From deep inside...

30.6.08

uma estória

“A noite envolvia-me como uma fotografia descolada da moldura” enquanto dentro de mim haviam anjos e demónios que insistentemente insistiam numa luta desigual. Não adiantava ouvi-los mais. A escolha tinha sido feita e nenhum dos dois levara a melhor. Agora só restava esperar … esperar… Esperar, sem parar. Faltavam apenas minutos para que ela saísse. Trabalhava ali desde que a mãe tinha partido para viver a sua vida sem “bandulhos” como ela tão pomposamente chamava aos seus filhos. Filhos? Sim, filhos. Sara tinha dois irmãos que mais do que isso, eram os seus cães de guarda, de dentes sempre arreganhados ao mínimo sinal de aproximação. Ela, impunemente fomentava essa pequena matilha pessoal.
Dava jeito!

Muitas vidas, dos muitos que por ela se apaixonavam, se rendiam à morte encomendada. Já não havia mais nada. Para mim, mais nada! Só a madrugada que anunciava o sol ainda por nascer. Conseguiria eu ainda o ver? O ar da noite ainda era intenso e não me dava qualquer indicio. Ninguém, nenhum de nós ia vencer mas isso não implicava necessariamente perder. O anjo que me salvava, combatia o demónio que me tramava. Ambos demasiado ocupados a combater para conseguirem perceber o que eu tinha decidido. Estava decidido…

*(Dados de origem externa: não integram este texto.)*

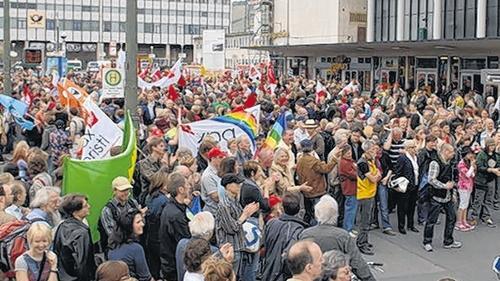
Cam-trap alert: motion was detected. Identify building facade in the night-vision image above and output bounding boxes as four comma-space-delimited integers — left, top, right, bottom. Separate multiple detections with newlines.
0, 0, 231, 63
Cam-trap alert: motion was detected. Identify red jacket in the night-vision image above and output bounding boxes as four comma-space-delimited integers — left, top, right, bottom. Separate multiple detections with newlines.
339, 158, 358, 196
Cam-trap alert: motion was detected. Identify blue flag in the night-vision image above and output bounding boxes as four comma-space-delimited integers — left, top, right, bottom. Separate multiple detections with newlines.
0, 95, 35, 130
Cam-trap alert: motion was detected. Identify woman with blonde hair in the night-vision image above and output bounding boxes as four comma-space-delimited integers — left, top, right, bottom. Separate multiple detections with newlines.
202, 257, 236, 281
15, 224, 57, 281
11, 141, 30, 179
270, 148, 312, 197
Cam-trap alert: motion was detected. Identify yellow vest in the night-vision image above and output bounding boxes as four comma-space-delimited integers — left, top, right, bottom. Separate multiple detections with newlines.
356, 161, 378, 200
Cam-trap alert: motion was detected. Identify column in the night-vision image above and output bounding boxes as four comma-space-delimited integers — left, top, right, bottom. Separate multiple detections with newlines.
396, 0, 405, 41
366, 0, 375, 42
432, 0, 443, 40
477, 0, 487, 38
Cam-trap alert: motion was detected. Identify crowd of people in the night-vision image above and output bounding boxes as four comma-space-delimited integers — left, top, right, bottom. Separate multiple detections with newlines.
0, 64, 500, 281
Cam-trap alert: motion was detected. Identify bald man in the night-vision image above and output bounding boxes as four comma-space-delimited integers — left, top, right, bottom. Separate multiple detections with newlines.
286, 240, 323, 281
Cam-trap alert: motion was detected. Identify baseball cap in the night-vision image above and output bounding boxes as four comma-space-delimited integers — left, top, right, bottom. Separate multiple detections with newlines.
207, 147, 227, 160
220, 174, 245, 187
111, 177, 132, 191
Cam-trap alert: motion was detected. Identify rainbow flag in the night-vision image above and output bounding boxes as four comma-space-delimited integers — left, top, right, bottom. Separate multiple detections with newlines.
214, 111, 259, 138
264, 112, 286, 149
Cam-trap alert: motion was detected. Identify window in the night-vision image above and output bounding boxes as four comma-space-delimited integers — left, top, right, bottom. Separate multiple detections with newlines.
153, 23, 161, 34
73, 20, 82, 31
103, 21, 111, 32
17, 19, 26, 29
111, 21, 120, 32
45, 20, 56, 30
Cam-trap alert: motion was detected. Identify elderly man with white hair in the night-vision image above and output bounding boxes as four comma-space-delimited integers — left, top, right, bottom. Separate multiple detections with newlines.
299, 195, 375, 281
26, 186, 61, 228
394, 140, 419, 234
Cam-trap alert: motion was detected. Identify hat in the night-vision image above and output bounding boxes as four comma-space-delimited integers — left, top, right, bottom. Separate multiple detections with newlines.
220, 174, 245, 187
111, 177, 132, 191
269, 194, 283, 208
304, 119, 318, 129
300, 139, 313, 150
207, 147, 227, 160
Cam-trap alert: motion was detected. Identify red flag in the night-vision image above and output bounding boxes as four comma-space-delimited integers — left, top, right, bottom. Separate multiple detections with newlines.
168, 85, 180, 101
177, 74, 186, 88
243, 92, 257, 108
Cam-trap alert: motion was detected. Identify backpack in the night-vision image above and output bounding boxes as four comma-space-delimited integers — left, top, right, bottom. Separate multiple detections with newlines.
0, 218, 44, 278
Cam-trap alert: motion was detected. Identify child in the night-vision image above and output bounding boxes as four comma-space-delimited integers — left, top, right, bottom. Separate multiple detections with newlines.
455, 147, 476, 231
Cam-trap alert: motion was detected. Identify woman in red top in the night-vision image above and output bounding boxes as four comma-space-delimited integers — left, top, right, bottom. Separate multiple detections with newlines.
338, 145, 358, 237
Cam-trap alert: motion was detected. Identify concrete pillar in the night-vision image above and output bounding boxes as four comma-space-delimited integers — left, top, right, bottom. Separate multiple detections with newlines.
366, 0, 375, 42
432, 0, 443, 40
396, 0, 405, 41
477, 0, 487, 38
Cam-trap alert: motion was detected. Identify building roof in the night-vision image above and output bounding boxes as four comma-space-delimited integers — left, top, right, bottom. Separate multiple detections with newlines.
246, 38, 500, 57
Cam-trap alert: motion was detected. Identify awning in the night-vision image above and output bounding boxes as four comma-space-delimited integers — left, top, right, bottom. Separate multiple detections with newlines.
246, 38, 500, 57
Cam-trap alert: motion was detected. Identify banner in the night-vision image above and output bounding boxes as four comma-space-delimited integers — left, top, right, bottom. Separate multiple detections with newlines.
63, 110, 137, 242
82, 97, 122, 160
178, 119, 256, 155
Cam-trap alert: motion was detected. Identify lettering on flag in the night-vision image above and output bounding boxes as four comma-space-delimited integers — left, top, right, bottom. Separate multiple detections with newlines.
178, 120, 256, 154
82, 97, 123, 160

Acendo um cigarro na tentativa de poder ver o tempo passar e passou. Assim que acendi o lume, ela saiu com os seus dois cães. Trazia um corpete forrado de seda vermelha que acentuava ainda mais a silhueta. A saia era curta… como sempre. Os seus passos largos e firmes pelo caminho evidenciavam as sandálias perfeitamente encaixadas nos seus pés delicados. Conseguia delinear ao pormenor a curva do tornozelo mesmo aquela distância. Já o conhecia de cor pelo tacto das minhas mãos.

Apago o cigarro na parede e prossigo, sem denunciar a minha presença, no encalço dos passos que em breve ficariam descalços de tamanha firmeza. Atrás dela os dois cães humanos conseguiam farejar o odor do perigo, mas sem darem comigo, continuavam. Eu sabia que eles me dariam tréguas e a deixariam por instantes sozinha. Eram seres que deviam alguma coisa á inteligência. Apesar da sua intuição ser apurada esses cães não a sabiam usar sabiamente. Ainda bem para mim.
Só assim poderia concluir o meu propósito.

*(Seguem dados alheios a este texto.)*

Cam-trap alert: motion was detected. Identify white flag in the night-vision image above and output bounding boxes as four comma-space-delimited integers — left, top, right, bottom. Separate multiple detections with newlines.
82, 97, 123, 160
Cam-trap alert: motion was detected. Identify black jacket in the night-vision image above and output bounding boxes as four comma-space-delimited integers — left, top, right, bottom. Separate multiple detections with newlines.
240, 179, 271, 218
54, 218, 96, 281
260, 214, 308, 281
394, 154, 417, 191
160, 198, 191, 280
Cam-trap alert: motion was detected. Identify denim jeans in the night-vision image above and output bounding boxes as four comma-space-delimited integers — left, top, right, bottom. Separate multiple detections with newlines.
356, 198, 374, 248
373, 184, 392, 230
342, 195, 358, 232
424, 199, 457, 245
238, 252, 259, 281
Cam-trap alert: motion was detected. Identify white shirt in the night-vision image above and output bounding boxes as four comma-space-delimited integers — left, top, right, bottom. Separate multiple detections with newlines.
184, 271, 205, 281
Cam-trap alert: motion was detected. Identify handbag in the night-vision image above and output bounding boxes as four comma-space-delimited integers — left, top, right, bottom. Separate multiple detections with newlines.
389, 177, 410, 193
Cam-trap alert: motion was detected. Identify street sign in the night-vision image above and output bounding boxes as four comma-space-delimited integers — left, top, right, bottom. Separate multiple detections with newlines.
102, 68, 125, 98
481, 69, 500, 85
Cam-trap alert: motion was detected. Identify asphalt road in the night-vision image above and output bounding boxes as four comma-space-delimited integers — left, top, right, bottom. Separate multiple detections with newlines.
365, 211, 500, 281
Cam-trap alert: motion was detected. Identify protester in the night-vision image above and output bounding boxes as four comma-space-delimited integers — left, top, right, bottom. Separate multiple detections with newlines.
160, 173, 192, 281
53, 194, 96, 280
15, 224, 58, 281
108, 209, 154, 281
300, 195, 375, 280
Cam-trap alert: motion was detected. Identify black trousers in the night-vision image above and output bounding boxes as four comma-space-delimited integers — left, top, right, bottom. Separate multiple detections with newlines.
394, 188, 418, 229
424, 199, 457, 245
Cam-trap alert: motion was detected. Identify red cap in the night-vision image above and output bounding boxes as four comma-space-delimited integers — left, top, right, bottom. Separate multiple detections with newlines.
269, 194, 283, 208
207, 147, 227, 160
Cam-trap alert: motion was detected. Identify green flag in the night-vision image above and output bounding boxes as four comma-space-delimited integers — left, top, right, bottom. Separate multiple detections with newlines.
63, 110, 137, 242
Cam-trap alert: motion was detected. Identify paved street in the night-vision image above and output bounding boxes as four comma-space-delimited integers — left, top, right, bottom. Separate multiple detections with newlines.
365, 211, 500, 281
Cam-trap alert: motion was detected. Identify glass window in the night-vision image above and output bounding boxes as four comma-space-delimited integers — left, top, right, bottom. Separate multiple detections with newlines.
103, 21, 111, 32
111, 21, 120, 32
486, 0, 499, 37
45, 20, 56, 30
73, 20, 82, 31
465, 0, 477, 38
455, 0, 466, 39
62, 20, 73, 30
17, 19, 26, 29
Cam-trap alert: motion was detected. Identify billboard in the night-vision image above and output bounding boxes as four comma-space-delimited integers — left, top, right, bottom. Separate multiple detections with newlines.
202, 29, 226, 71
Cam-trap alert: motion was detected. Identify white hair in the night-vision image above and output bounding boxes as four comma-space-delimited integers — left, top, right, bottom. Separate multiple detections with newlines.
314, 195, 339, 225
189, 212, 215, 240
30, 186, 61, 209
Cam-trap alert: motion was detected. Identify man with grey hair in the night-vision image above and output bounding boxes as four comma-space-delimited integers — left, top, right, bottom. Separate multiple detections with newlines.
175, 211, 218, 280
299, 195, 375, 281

Foi apenas por uns instantes em que a deixaram de ver mas foi o suficiente. Puxei a para aquele alpendre mergulhado na escuridão daquela rua que ambos conhecíamos tão bem. Por momentos resistiu pensando que fosse um qualquer. Olhei profundamente nos seus olhos castanhos agora mais calmos por me reconhecerem. Verti silenciosamente o veneno da garrafa escondida que trazia no bolso para a minha boca sedenta. Perante mim aqueles mesmos olhos castanhos olhavam me agora com um ar interrogativo. Sem dizer uma única palavra, sorri e beijei-a pela ultima vez. Tinha sido a minha ultima morte encomendada... desta vez por mim.